Two smartphone models were used for the device independent LAB analysis of PHC assays (in RB in triplicate), as can be seen in Figure 4 where A, C and E show the curves for THP in 1:99, 25:75 and 75:25 (sample: RB) and B, D and F show the curves for TPP in 1:99, 25:75 and 75:25 (sample: RB). A higher normalized L value was obtained for hazelnut at 25–100 ppm using the 25:75 conditions, as can be seen in Figure 4C. Comparatively, peanut did not appear to be subject to the hook-effect under 25:75. Using 75:25 conditions (see Figure 4E), concentrations of 50 and 100 ppm resulted in a higher normalized L value for hazelnut (i.e., weaker signal). Furthermore, under these conditions the hazelnut T/C ratio for 10 ppm and 25 ppm gave the same normalized L value, highlighting that the hook-effect was still evident, even at these lower concentrations. Comparatively, peanut in 75:25 (see Figure 4F) gave higher normalized L values at concentrations of 25–100 ppm, again indicating with increasing sample volume and concentration the likelihood of the hook-effect being increased. The only crucial variation between the two smartphone measurements using the different models was obtained for the peanut line using 75:25 at 0.1 ppm (see Figure 4F). However, this is the smartphone LOD, and detection spots were already more difficult to read. As well as this, the current method relies on manually selecting regions of interest on the control and test lines, rather than being able to read the values across the whole line.
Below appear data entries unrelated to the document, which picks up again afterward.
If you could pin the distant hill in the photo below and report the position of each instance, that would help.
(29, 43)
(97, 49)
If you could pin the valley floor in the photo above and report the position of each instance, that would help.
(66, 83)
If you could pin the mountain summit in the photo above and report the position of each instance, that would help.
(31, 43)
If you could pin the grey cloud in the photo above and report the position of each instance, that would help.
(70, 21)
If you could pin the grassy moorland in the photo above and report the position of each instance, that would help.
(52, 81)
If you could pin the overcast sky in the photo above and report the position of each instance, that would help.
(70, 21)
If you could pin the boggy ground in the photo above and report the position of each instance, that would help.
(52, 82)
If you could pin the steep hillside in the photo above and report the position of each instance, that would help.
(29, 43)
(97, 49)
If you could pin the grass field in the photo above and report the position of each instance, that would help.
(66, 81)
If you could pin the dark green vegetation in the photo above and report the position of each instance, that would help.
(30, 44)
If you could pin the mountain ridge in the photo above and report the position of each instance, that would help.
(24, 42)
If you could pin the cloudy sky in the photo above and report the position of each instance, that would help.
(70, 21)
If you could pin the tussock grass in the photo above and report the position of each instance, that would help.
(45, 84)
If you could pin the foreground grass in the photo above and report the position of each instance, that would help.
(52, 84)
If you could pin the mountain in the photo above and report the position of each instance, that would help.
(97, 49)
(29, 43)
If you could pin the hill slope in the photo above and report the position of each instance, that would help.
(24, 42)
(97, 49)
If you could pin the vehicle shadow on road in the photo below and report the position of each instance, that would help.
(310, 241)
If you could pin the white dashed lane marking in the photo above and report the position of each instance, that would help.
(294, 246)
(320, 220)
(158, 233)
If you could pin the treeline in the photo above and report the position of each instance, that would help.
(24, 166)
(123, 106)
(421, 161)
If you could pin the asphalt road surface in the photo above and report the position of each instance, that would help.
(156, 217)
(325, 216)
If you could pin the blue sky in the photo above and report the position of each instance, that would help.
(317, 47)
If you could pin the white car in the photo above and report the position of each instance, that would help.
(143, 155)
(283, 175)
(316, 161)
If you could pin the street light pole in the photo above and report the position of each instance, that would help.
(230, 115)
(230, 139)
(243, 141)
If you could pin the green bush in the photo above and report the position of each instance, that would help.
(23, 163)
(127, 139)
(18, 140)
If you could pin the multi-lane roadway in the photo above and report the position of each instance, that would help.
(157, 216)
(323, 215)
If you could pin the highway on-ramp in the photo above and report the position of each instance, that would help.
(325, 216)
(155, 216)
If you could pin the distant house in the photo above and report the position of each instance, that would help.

Therefore, please note that the results also include any errors due to not selecting the exact same regions, and this can also cause variations in the obtained color values.
Additionally, to compare different smartphone quantification methods, all smartphone readable assays were also analyzed by making a background subtraction as can be seen in Supplementary Information (see Figures S5 and S6). However, when analyzing the LFIAs in this way the differences in background readings, due to discrepancies in lighting conditions caused by recording an image of the entire calibration range simultaneously under ambient lighting conditions, meant that a simple background subtraction was insufficient. However, for active flow-through assays the background subtraction was found to be the most effective analysis method (see Supplementary Information, Figure S6A), whereas the T/C method resulted in larger standard deviations (see Supplementary Information, Figure S6B). This could be attributed to the membranes being photographed independently, so the small membranes were subject to the same ambient lighting conditions and did not have such variable background readings. By using two data processing methods it is evident that the selected data processing method plays a crucial role for the quality of the semi-quantitative information that can be obtained from raw results.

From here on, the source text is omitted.